Iga Świątek skomentowała finał US Open. Takiej reakcji można było się spodziewać
Iga Świątek była wielką nieobecną sobotniego finału US Open. Polka odpadła w czwartej rundzie i z perspektywy kibica mogła oglądać pojedynek Coco Gauff z Aryną Sabalenką. Nie omieszkała odnieść się do tego w mediach społecznościowych.
W finale ostatniego w tym roku turnieju Wielkiego Szlema lepsza okazała się Gauff, dla której był to pierwszy w karierze triumf w zmaganiach tej rangi. Amerykanka w trzech setach pokonała Arynę Sabalenkę. Białorusinka już w poniedziałek 11 września zostanie nową liderką światowego rankingu WTA. Wyprzedzi Igę Świątek. Polka pogratulowała jednej i drugiej tenisistce tych osiągnięć.

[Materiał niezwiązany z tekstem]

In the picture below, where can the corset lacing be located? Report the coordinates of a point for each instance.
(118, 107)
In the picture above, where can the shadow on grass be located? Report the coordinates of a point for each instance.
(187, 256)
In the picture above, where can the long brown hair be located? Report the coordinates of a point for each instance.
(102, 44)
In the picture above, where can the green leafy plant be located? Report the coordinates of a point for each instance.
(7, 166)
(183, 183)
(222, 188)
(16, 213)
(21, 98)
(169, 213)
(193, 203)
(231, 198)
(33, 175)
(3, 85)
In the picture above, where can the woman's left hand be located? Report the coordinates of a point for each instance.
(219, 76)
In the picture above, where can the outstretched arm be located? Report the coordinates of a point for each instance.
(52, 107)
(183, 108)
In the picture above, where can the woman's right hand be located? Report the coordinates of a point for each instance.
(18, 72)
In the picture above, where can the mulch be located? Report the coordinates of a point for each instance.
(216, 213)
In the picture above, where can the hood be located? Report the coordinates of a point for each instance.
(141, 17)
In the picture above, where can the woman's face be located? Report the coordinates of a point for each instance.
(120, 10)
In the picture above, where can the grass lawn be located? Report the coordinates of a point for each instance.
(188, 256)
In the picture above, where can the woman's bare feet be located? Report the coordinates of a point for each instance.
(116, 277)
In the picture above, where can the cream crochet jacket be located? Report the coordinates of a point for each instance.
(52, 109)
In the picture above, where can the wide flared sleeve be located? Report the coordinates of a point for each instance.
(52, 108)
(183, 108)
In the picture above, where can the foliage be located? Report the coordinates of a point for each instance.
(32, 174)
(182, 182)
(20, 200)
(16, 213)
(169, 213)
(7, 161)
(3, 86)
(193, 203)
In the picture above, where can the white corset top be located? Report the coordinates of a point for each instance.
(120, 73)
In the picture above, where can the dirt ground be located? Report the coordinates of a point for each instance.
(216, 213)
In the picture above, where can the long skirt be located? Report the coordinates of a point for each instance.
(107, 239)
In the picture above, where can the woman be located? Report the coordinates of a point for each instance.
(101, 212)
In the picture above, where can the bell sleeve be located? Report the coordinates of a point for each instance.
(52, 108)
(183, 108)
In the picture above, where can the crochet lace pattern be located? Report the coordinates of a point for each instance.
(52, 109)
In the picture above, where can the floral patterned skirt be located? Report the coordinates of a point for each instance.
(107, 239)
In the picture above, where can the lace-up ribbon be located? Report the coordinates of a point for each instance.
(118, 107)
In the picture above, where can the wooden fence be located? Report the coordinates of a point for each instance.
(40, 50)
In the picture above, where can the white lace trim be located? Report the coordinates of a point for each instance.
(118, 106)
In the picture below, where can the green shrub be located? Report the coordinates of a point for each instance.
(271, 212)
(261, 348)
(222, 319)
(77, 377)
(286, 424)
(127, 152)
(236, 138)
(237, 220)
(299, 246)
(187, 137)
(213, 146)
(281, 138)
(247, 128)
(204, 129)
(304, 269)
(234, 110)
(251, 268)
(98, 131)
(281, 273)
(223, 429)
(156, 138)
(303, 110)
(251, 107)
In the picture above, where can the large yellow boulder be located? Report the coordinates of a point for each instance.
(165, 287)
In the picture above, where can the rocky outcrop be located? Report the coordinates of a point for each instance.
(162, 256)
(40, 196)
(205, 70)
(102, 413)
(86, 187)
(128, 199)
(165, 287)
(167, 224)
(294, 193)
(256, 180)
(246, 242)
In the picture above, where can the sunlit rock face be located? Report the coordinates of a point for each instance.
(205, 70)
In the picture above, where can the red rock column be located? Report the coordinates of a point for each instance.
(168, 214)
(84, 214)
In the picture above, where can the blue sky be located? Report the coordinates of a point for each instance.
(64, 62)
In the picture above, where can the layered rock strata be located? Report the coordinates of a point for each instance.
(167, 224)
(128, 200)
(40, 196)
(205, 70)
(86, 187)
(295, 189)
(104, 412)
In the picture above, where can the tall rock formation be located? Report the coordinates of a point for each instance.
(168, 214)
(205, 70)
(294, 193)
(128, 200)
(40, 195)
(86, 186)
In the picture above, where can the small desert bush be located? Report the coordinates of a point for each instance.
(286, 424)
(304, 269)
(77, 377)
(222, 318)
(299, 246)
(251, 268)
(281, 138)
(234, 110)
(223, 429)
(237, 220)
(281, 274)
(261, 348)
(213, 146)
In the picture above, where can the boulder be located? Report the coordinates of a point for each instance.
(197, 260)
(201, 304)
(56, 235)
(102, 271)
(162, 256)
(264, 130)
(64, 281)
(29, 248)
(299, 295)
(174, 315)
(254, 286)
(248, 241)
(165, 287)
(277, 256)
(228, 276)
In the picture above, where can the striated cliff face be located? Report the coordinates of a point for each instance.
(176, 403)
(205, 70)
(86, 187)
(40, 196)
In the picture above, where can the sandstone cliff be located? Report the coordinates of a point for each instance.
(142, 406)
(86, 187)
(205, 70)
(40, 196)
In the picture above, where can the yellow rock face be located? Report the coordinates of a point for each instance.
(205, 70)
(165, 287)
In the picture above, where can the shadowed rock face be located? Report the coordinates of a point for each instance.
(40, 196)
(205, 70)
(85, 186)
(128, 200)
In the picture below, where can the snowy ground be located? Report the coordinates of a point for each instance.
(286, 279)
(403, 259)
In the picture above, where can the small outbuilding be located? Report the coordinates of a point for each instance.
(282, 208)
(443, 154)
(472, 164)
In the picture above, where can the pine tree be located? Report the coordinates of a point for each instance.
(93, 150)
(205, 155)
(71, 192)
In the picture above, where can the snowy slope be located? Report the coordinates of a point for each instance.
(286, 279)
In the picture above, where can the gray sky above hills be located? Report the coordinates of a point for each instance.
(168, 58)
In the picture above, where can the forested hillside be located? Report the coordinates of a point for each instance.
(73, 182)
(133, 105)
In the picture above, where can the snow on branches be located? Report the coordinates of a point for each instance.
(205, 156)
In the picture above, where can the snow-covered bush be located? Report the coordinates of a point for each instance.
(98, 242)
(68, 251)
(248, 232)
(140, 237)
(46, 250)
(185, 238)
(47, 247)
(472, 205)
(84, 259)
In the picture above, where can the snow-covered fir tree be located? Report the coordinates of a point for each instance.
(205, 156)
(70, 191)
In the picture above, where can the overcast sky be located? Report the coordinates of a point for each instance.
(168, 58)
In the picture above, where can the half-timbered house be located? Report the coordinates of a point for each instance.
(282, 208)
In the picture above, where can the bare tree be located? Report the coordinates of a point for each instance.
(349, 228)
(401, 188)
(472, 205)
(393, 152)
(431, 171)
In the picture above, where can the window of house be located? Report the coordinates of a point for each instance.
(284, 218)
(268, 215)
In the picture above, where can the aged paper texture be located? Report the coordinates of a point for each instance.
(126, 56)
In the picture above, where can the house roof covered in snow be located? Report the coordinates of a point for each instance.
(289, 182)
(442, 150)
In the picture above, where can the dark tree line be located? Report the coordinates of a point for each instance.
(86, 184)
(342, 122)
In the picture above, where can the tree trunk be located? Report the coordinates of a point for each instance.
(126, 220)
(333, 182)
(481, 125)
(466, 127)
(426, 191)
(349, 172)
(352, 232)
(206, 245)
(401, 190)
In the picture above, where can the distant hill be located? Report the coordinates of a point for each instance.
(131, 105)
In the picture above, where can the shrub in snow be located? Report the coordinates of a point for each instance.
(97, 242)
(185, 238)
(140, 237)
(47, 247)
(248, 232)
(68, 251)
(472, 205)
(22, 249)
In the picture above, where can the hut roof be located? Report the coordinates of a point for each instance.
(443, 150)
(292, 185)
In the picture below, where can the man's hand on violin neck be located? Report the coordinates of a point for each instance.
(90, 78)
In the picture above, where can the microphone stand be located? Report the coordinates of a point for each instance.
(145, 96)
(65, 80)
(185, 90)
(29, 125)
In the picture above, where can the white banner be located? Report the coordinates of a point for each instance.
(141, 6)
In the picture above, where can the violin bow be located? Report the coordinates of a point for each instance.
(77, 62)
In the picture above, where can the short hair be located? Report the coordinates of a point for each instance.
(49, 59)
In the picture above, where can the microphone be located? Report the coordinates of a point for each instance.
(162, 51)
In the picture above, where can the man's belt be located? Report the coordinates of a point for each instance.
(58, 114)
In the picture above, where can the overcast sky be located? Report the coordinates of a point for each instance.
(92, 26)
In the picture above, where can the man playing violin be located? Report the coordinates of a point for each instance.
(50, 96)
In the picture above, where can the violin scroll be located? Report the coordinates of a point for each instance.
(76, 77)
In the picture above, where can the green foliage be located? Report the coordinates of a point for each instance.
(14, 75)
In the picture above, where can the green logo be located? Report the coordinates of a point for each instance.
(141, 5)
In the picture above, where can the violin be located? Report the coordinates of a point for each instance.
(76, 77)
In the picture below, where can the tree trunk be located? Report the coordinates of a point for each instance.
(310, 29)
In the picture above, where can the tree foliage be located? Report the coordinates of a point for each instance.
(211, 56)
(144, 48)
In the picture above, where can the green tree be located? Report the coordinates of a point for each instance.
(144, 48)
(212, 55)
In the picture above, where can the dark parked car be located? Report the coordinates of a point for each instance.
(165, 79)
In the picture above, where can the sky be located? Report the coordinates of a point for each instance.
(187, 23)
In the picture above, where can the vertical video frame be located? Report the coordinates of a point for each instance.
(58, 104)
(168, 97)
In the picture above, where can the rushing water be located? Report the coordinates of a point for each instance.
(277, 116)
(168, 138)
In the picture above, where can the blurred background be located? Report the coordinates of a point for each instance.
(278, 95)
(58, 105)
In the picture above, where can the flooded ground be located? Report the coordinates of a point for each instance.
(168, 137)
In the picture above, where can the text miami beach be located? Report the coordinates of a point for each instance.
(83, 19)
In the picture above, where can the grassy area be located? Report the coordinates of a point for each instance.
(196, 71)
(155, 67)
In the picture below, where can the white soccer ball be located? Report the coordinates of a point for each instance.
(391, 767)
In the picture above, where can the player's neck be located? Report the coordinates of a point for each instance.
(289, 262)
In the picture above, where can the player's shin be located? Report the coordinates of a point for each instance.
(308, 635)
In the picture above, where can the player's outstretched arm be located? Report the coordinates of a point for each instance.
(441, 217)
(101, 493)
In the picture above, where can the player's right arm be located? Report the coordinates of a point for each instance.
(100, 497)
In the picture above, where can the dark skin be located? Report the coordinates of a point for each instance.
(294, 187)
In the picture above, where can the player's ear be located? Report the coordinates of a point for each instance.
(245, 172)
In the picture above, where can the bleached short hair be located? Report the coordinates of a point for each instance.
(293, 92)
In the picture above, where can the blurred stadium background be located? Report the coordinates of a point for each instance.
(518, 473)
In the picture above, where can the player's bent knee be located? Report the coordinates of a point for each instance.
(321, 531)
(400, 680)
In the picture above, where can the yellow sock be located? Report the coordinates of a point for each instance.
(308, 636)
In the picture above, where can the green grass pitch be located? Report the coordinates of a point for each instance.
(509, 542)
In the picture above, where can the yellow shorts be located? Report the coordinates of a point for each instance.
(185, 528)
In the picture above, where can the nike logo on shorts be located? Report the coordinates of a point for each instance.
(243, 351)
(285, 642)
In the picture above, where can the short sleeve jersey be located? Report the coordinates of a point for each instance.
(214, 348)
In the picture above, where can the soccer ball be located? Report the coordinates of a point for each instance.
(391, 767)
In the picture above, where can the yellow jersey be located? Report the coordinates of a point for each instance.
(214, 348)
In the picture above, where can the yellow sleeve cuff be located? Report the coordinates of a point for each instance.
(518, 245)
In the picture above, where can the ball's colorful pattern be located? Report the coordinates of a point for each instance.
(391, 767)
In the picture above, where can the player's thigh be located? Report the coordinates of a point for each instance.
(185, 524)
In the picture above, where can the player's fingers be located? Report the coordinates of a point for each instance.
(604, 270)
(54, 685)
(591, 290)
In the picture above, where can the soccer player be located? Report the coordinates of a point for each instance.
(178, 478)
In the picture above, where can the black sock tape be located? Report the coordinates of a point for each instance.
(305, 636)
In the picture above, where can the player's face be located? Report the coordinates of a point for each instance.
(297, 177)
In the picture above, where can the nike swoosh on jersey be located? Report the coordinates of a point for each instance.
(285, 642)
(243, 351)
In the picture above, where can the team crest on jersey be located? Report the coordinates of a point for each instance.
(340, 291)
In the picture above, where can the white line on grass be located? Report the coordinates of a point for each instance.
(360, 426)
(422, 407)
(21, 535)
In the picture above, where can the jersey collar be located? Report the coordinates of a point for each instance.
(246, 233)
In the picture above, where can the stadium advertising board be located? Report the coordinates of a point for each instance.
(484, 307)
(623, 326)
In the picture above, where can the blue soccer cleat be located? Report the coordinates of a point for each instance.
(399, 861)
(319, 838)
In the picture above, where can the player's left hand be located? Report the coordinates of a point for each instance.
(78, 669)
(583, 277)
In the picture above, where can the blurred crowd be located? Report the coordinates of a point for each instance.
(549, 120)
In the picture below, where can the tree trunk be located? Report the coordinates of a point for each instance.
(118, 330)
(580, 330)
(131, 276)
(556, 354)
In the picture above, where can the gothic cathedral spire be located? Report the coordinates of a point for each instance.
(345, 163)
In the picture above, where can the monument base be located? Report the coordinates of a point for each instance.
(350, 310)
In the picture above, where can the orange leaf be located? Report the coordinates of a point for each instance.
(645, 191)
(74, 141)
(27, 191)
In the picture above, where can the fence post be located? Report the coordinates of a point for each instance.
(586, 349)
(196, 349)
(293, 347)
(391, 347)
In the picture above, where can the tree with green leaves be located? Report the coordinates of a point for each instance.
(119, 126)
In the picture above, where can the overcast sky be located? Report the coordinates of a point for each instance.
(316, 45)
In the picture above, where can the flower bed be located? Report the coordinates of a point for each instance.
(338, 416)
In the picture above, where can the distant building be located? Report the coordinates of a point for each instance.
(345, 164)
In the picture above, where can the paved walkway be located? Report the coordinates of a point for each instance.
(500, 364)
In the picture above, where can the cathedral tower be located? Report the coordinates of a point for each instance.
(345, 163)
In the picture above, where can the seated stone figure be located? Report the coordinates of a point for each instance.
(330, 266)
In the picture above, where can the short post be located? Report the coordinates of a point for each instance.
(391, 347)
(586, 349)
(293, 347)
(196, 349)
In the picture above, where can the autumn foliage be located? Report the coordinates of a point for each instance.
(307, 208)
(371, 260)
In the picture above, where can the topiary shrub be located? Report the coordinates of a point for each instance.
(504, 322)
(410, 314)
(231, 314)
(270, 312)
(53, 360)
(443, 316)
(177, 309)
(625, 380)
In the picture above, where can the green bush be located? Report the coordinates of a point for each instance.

ZOBACZ TAKŻE: Aryna Sabalenka zrobiła to po przegranym finale! Gniew nowej liderki rankingu
"Gratulacje dla obu zawodniczek! Coco Gauff za swój pierwszy tytuł Wielkiego Szlema, wyjątkowy, bo na własnej ziemi. Arynie Sabalence za bycie nowym numerem jeden. Wspaniała noc i czas dla kobiecego tenisa" - napisała Świątek, spotykając się z aplauzem kibiców za pokazanie klasy względem rywalek.
Przypomnijmy, że to właśnie Świątek wygrała ubiegłoroczny US Open. W tym sezonie musiała pogodzić się z odpadnięciem w czwartej rundzie z Jeleną Ostapenko, która następnie okazała się gorsza od Gauff.